Mr Ely gave these words dramatically, imitating the Rev. Amos’s fervour and symbolic action, and every one laughed except Mr Duke, whose after-dinner view of things was not apt to be jovial. He said :
“I think some of us ought to remonstrate with Mr Barton on the scandal he is causing. He is not only imperilling his own soul, but the souls of his flock.”
“Depend upon it,” said Mr Cleves, “there is some simple explanation of the whole affair, if we only happened to know it. Barton has always impressed me as a right-minded man, who has the knack of doing himself injustice by his manner.”
“Now I never liked Barton,” said Mr Fellowes. “He’s not a gentleman. Why, he used to be on terms of intimacy with that canting Prior, who died a little while ago;—a fellow who soaked himself with spirits, and talked of the Gospel through an inflamed nose.”
“The Countess has given him more refined tastes, I daresay,” said Mr
“Well,” observed Mr Cleves, “the poor fellow must have a hard pull to get along, with his small income and large family.

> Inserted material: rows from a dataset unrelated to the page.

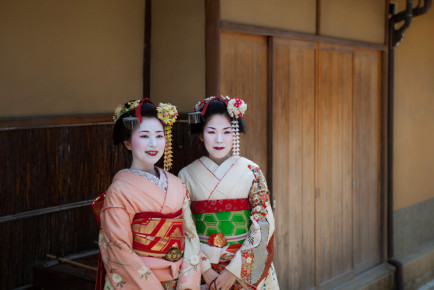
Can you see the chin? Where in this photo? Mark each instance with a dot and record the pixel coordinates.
(220, 155)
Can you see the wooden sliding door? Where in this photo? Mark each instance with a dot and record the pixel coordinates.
(244, 65)
(325, 119)
(334, 193)
(293, 162)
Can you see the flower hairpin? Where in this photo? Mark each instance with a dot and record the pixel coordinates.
(166, 113)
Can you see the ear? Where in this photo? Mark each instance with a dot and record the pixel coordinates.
(127, 144)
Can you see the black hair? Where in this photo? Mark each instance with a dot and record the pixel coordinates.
(122, 133)
(216, 107)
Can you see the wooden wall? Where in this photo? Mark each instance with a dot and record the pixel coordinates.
(50, 171)
(325, 171)
(244, 61)
(293, 161)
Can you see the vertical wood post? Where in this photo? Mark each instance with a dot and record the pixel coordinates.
(212, 47)
(147, 50)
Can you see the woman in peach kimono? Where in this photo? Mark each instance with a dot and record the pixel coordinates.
(147, 239)
(230, 202)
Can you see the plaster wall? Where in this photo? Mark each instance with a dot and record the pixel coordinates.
(178, 52)
(69, 57)
(284, 14)
(414, 113)
(355, 19)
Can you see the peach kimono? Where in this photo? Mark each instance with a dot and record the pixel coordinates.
(140, 223)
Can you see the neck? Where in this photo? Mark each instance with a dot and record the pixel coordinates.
(219, 161)
(146, 168)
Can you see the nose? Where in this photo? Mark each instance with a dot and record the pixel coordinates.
(153, 142)
(219, 138)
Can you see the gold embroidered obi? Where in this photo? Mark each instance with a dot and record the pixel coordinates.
(158, 235)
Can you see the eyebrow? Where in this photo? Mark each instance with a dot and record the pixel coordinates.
(146, 131)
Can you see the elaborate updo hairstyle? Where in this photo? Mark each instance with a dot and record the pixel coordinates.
(215, 107)
(120, 132)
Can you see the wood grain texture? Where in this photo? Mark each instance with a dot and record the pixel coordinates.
(367, 218)
(293, 162)
(334, 210)
(244, 75)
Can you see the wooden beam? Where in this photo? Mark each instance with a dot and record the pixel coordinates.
(318, 18)
(253, 29)
(212, 47)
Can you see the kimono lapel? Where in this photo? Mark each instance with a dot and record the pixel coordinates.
(144, 187)
(221, 174)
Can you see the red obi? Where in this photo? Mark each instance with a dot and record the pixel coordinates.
(158, 235)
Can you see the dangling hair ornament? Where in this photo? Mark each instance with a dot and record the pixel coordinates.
(167, 113)
(236, 109)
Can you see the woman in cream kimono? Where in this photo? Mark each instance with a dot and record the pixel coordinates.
(230, 202)
(148, 238)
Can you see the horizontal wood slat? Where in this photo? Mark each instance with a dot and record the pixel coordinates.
(48, 168)
(260, 30)
(244, 76)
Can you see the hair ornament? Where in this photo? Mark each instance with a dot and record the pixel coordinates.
(124, 108)
(236, 108)
(167, 113)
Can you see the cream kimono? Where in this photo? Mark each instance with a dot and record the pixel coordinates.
(221, 193)
(130, 258)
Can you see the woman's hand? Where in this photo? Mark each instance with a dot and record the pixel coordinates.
(225, 280)
(209, 276)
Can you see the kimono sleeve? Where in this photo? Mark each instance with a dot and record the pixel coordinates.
(124, 268)
(190, 272)
(252, 261)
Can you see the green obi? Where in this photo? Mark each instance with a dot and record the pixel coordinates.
(234, 225)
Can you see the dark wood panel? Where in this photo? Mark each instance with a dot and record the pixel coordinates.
(367, 200)
(51, 166)
(49, 122)
(334, 205)
(26, 242)
(293, 161)
(244, 75)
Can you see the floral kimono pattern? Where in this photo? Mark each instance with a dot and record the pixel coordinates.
(234, 180)
(128, 196)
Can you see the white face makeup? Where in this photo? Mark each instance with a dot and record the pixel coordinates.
(147, 144)
(217, 136)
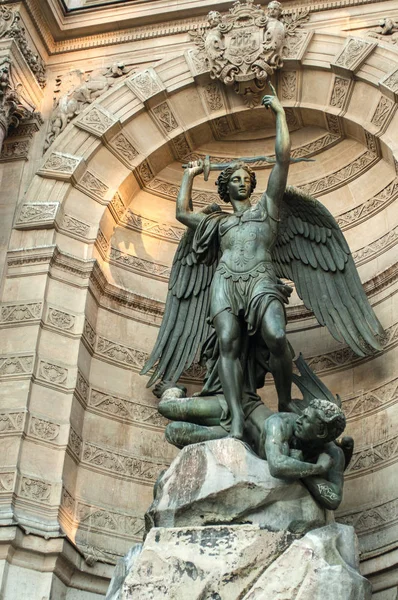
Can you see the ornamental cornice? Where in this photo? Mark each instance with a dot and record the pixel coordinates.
(58, 24)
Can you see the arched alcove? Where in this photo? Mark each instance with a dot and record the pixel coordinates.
(104, 235)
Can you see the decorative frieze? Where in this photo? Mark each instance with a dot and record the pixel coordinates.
(340, 92)
(100, 520)
(35, 490)
(11, 422)
(93, 186)
(322, 143)
(213, 96)
(196, 62)
(125, 410)
(60, 319)
(163, 231)
(123, 355)
(352, 56)
(180, 146)
(93, 554)
(75, 444)
(139, 265)
(14, 150)
(53, 373)
(318, 187)
(75, 226)
(16, 366)
(97, 121)
(164, 116)
(383, 113)
(82, 385)
(372, 518)
(307, 150)
(344, 357)
(7, 482)
(369, 207)
(296, 46)
(374, 249)
(121, 464)
(11, 27)
(292, 119)
(42, 429)
(341, 176)
(20, 313)
(144, 172)
(89, 334)
(389, 85)
(62, 166)
(288, 85)
(124, 149)
(334, 124)
(146, 84)
(372, 457)
(36, 215)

Let us hope the Countess does something towards making the pot boil.”
“Not she,” said Mr Duke ; “there are greater signs of poverty about them than ever.”
“Well, come,” returned Mr Cleves, who could be caustic sometimes, and who was not at all fond of his reverend brother, Mr Duke, “that’s something in Barton’s favour at all events. He might be poor without showing signs of poverty.”
Mr Duke turned rather yellow, which was his way of blushing, and Mr Ely came to his relief by observing:
“They’re making a very good piece of work of Shepperton Church. Dolby, the architect, who has it in hand, is a very clever fellow.”
“It’s he who has been doing Coppleton Church,” said Mr Furness. “They’ve got it in excellent order for the visitation.”
This mention of the visitation suggested the Bishop, and thus opened a wide duct, which entirely diverted the stream of animadversion from that small pipe—that capillary vessel, the Rev. Amos Barton.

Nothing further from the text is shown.